Coltivazione cannabis con rilevanza penale

Pubblicato il 21 maggio 2016

La Corte costituzionale ha dichiarato non fondata la questione di legittimità costituzionale dell’articolo 75 del D.P.R. n. 309/1990 (Testo unico in materia di stupefacenti), sollevata, in riferimento agli articoli 3, 13, secondo comma, 25, secondo comma, e 27, terzo comma della Costituzione, nella parte in cui non include tra le condotte punibili con sole sanzioni amministrative, ove finalizzate in via esclusiva all’uso personale della sostanza stupefacente, anche la coltivazione di piante di cannabis.

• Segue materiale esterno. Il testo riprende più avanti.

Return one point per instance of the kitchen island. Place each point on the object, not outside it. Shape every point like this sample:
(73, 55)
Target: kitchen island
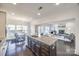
(43, 45)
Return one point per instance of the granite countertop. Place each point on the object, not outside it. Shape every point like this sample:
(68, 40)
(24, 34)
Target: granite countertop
(45, 39)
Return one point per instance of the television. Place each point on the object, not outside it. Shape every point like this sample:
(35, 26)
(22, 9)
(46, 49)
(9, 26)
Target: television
(61, 31)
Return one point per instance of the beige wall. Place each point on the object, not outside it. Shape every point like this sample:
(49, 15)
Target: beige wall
(2, 25)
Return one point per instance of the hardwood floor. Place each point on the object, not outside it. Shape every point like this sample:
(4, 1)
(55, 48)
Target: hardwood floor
(63, 49)
(18, 50)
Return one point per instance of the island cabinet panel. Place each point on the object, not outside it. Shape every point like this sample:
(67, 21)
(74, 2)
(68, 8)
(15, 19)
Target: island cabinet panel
(40, 48)
(2, 25)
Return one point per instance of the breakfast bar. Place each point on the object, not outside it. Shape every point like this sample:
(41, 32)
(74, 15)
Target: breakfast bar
(43, 45)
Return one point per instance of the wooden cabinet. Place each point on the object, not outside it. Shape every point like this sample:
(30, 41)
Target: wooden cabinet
(2, 25)
(41, 49)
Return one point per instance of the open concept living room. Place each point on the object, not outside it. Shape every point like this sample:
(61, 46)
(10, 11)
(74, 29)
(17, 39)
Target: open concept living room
(39, 29)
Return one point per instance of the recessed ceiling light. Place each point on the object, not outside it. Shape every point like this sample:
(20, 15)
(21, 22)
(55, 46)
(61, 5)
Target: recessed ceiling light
(14, 3)
(12, 13)
(57, 3)
(38, 14)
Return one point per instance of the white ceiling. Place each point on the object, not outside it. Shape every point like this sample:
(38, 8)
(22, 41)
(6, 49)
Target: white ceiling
(29, 10)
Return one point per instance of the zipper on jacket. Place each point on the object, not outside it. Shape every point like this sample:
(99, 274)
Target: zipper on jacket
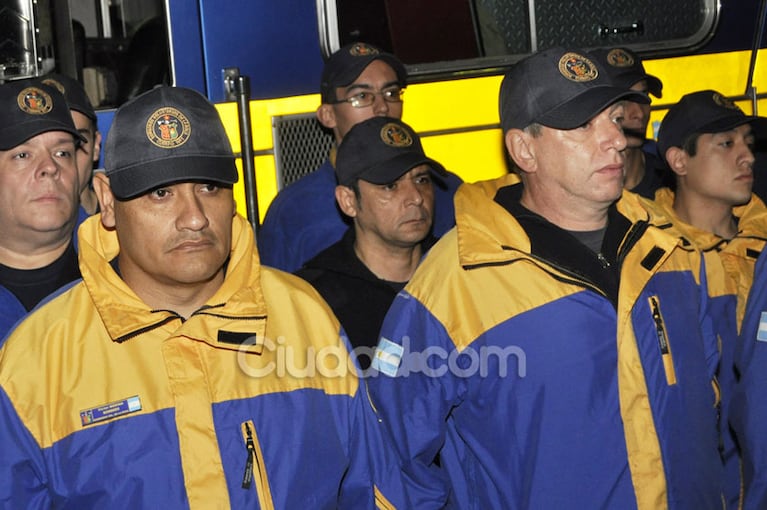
(255, 470)
(632, 237)
(665, 348)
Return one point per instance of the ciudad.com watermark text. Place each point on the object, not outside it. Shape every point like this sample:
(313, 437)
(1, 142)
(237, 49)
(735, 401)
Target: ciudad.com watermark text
(282, 359)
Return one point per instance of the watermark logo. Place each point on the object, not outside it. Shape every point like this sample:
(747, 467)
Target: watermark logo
(280, 358)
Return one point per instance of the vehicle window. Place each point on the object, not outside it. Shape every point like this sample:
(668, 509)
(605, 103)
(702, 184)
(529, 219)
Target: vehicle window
(485, 33)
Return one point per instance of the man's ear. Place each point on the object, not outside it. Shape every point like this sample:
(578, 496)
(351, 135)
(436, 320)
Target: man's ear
(521, 149)
(97, 146)
(677, 160)
(347, 200)
(106, 199)
(327, 116)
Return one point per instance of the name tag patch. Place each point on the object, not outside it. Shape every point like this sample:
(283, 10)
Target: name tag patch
(107, 411)
(761, 333)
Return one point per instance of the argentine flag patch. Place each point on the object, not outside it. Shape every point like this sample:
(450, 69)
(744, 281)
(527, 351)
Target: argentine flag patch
(761, 333)
(387, 357)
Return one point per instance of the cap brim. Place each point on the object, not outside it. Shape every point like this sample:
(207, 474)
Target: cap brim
(587, 105)
(758, 125)
(17, 134)
(390, 170)
(130, 182)
(654, 85)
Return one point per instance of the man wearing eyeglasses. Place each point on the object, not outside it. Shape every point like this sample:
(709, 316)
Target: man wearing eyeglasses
(359, 82)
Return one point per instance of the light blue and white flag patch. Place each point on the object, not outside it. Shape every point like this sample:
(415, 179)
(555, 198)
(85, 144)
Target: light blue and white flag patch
(388, 357)
(111, 410)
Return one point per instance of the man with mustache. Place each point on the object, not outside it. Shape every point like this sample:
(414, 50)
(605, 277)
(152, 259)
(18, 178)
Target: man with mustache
(359, 81)
(39, 189)
(179, 373)
(645, 170)
(385, 187)
(708, 141)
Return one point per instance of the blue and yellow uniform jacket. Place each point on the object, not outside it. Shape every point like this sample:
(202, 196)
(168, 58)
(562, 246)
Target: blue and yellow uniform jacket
(510, 378)
(748, 410)
(252, 402)
(729, 274)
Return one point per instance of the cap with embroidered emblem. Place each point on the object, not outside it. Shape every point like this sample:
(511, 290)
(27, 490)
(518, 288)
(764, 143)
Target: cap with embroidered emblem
(346, 64)
(705, 111)
(561, 88)
(380, 150)
(31, 108)
(626, 69)
(166, 135)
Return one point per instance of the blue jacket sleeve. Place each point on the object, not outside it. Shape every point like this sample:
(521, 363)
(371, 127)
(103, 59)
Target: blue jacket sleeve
(22, 470)
(748, 409)
(413, 392)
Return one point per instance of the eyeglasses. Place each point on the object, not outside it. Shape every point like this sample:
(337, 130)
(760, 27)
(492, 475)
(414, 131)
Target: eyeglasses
(368, 97)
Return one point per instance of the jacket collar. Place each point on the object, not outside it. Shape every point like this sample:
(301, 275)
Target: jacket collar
(234, 318)
(752, 221)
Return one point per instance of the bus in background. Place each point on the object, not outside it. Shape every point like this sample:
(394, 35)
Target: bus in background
(260, 62)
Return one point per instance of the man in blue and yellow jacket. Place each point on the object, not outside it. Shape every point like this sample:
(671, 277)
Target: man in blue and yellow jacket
(706, 141)
(179, 373)
(553, 350)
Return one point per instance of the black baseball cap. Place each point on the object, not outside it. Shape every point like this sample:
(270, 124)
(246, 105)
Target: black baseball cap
(626, 69)
(166, 135)
(31, 108)
(73, 91)
(705, 111)
(346, 64)
(561, 88)
(380, 150)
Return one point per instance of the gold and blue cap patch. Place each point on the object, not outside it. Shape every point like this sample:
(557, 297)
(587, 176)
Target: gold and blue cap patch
(380, 150)
(704, 111)
(561, 88)
(165, 136)
(31, 108)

Principio eguaglianza non violato

A parere del giudice rimettente, Corte d’appello di Brescia, la disposizione censurata violerebbe il principio di eguaglianza costituzionalmente sancito, sotto il profilo della ingiustificata disparità di trattamento fra chi detiene per uso personale sostanza stupefacente ricavata da piante da lui stesso precedentemente coltivate (assoggettabile solo a sanzioni amministrative) e chi è sorpreso mentre ha in corso l’attività di coltivazione, finalizzata sempre al consumo personale (condotta che assume, invece, rilevanza penale).

Tra gli altri rilievi, la Consulta ha precisato che, come già evidenziato dalle Sezioni unite di Cassazione nelle sentenze n. 28605 e n. 28606 del 2008, la doglianza in esame poggia sull’inesatta premessa secondo cui la detenzione per uso personale dello stupefacente “autoprodotto” renda non punibile la condotta di coltivazione, rimanendo il precedente illecito penale “assorbito” dal successivo illecito amministrativo.

Tale assorbimento – hanno sottolineato i giudici costituzionali – in realtà non si verifica affatto, in quanto a rimanere “assorbito” è l’illecito amministrativo, dato che la disponibilità del prodotto della coltivazione non rappresenta altro che l’ultima fase della coltivazione stessa, ossia la “raccolta” del coltivato.

In detta prospettiva, in definitiva, non sussiste alcuna disparità di trattamento poiché il detentore a fini di consumo personale dello stupefacente “raccolto” e il coltivatore “in atto” rispondono entrambi penalmente.

E’ quanto si legge nel testo della sentenza della Consulta n. 109 del 20 maggio 2016.